« Nous devons protéger Boeing [...] Nous devons absolument aider Boeing », a déclaré mardi le président Donald Trump.
Invoquant leur poids dans l’économie et les risques sociaux d’éventuelles faillites, Boeing et les compagnies aériennes américaines, terrassés par la pandémie de coronavirus, demandent un sauvetage public inédit, mais des critiques refusent un chèque en blanc comme celui accordé aux banques en 2008.
Boeing demande « au moins 60 milliards de dollars » pour les constructeurs aéronautiques, tandis que Delta, American Airlines, United et les autres compagnies réclament 50 milliards.
Faisant valoir que les dégâts causés par la crise sanitaire sont pires pour l’aérien que les attentats du 11 septembre, l’administration Trump a assuré l’aviation civile de son soutien à « 100% ».

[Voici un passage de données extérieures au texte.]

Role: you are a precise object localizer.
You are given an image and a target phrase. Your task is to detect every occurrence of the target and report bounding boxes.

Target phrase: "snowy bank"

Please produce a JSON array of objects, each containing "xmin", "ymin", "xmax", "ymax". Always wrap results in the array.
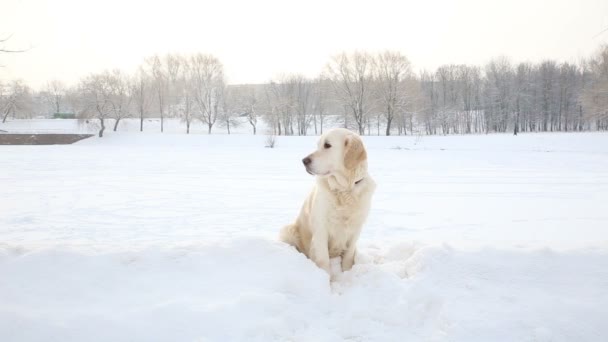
[{"xmin": 0, "ymin": 132, "xmax": 608, "ymax": 341}]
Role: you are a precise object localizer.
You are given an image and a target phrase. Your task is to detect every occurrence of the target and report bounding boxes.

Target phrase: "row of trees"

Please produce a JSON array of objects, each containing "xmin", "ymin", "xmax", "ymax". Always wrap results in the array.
[{"xmin": 0, "ymin": 46, "xmax": 608, "ymax": 136}]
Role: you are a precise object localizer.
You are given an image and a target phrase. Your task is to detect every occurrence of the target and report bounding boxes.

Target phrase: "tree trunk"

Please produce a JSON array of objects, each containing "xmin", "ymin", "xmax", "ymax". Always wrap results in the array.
[
  {"xmin": 2, "ymin": 108, "xmax": 11, "ymax": 123},
  {"xmin": 99, "ymin": 118, "xmax": 106, "ymax": 138}
]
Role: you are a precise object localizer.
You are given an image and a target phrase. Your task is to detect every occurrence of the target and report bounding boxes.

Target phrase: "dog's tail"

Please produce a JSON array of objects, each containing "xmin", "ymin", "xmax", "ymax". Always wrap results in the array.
[{"xmin": 279, "ymin": 223, "xmax": 301, "ymax": 252}]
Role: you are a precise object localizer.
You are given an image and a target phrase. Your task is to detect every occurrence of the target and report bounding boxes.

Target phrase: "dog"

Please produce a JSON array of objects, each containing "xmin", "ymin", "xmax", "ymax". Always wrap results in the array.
[{"xmin": 280, "ymin": 128, "xmax": 376, "ymax": 277}]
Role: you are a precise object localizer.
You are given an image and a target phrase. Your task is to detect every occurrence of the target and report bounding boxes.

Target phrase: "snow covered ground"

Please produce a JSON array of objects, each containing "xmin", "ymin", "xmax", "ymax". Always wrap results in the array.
[{"xmin": 0, "ymin": 122, "xmax": 608, "ymax": 341}]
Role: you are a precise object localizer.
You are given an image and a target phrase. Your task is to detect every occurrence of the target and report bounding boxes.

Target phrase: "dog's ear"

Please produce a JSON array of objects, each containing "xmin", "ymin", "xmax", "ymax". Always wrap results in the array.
[{"xmin": 344, "ymin": 134, "xmax": 367, "ymax": 170}]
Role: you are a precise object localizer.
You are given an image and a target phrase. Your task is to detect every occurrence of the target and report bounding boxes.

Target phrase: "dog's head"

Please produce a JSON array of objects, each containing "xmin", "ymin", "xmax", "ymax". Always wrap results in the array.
[{"xmin": 302, "ymin": 128, "xmax": 367, "ymax": 176}]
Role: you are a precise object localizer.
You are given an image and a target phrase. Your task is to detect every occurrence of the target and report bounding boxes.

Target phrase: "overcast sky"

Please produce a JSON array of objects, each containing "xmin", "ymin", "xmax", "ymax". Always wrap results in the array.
[{"xmin": 0, "ymin": 0, "xmax": 608, "ymax": 87}]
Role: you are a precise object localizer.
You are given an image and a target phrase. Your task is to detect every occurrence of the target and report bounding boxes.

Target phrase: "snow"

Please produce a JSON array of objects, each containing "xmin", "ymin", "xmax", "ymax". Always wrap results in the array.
[{"xmin": 0, "ymin": 120, "xmax": 608, "ymax": 341}]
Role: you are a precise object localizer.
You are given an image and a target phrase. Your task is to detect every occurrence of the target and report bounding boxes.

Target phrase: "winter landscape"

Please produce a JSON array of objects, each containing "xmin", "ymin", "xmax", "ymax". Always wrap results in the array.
[
  {"xmin": 0, "ymin": 120, "xmax": 608, "ymax": 341},
  {"xmin": 0, "ymin": 0, "xmax": 608, "ymax": 342}
]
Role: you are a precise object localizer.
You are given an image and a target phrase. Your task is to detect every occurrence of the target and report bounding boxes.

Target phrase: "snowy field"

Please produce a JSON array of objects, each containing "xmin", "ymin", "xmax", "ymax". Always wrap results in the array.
[{"xmin": 0, "ymin": 121, "xmax": 608, "ymax": 341}]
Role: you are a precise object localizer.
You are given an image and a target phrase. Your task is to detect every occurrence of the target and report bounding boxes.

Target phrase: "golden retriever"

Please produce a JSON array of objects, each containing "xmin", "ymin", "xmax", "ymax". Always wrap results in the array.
[{"xmin": 280, "ymin": 128, "xmax": 376, "ymax": 276}]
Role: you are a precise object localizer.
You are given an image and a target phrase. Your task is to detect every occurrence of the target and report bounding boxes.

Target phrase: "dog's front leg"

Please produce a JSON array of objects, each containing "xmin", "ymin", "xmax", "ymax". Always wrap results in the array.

« Nous devons protéger Boeing […] Nous devons absolument aider Boeing », a déclaré mardi le président Donald Trump.
Les ventes de billets d’avion devraient chuter de 70% par mois jusqu’en juin, et ensuite de 40% en juillet et août, d’après Scott Kirby, le numéro 2 d’United Airlines.
Environ 10.000 salariés de Delta, 11% des effectifs, ont quitté l’entreprise via un plan de départs volontaires ces derniers jours.
« À moins qu’il y ait un redressement miraculeux du trafic aérien, Airbus et Boeing vont devoir arrêter leur production, ce qui devrait déboucher sur des licenciements massifs », estime Richard Aboulafia, expert chez Teal Group.
Le sauvetage avec l’argent du contribuable sous la forme d’un renflouement direct et de prêts garantis par le gouvernement fédéral intervient après une décennie de croissance marquée par des milliards de dollars de bénéfices.
Un scénario qui n’est pas sans rappeler la situation en 2008 des banques, dont les errements et les prises de risques avaient causé la crise des subprimes ayant mis l’économie mondiale à genoux.
« Se remplir les poches »
Fort des leçons du passé, de nombreuses voix s’élèvent, notamment dans le Parti démocrate, pour demander que toute aide publique soit assortie de conditions et de prises de participations au capital de ces entreprises.
« Pas de chèque en blanc », a tweeté le sénateur démocrate Richard Blumenthal.
« Le gouvernement peut demander une participation au capital des sociétés concernées, ou dans le pire des cas dicter les termes et conditions » de l’aide, estime M. Aboulafia.
Il est reproché à Boeing et aux compagnies aériennes d’avoir choyé leurs actionnaires au détriment des réserves pour les coups durs.
D’après S&P Dow Jones Indices, Delta Airlines, American, Southwest et United, les quatre premières compagnies aériennes du pays, ont ensemble consacré 39 milliards de dollars, lors des cinq dernières années, aux programmes de rachats d’actions destinés à doper artificiellement le cours du titre en Bourse.
Boeing a pour sa part dépensé plus de 35 milliards sur la même période.
« Nous devons aider les travailleurs de l’aérien, mais l’argent devrait s’accompagner de sérieux changements à long terme, comme l’arrêt des rachats d’actions, un salaire horaire minimum de 15 dollars », demande l’influente sénatrice démocrate Elizabeth Warren.
Tous ces critiques jugent qu’on ne peut laisser tomber le secteur, dont l’effondrement déstabiliserait le tissu économique de nombreux États américains.
Le secteur aéronautique soutient plus de 2,5 millions d’emplois aux États-Unis et 17.000 sous-traitants, affirme Boeing, tandis que les compagnies aériennes emploient directement 750.000 personnes et sont associées à 10 millions d’emplois indirects, d’après le lobby Airlines For America.
Chez Boeing, « toute assistance du gouvernement devrait être conditionnée à ce que (Dave) Calhoun (le directeur général) ne touche pas de salaire; que les autres membres de l’équipe dirigeante, qui perçoivent des millions de dollars, voient leur rémunération fortement réduite; que les membres du conseil d’administration ne perçoivent aucun salaire », préconise Scott Hamilton, expert chez Leeham.net.
Les syndicats plaident eux pour un plan de sauvetage dont l’accent devrait être mis sur la protection des salariés.
« L’argent des contribuables ne doit servir ni à payer les bonus des patrons, ni les rachats d’actions, ni à verser les dividendes, ni à mettre fin aux accords sociaux en cas de faillite », avance Sara Nelson, présidente de l’organisation des personnels navigants AFA.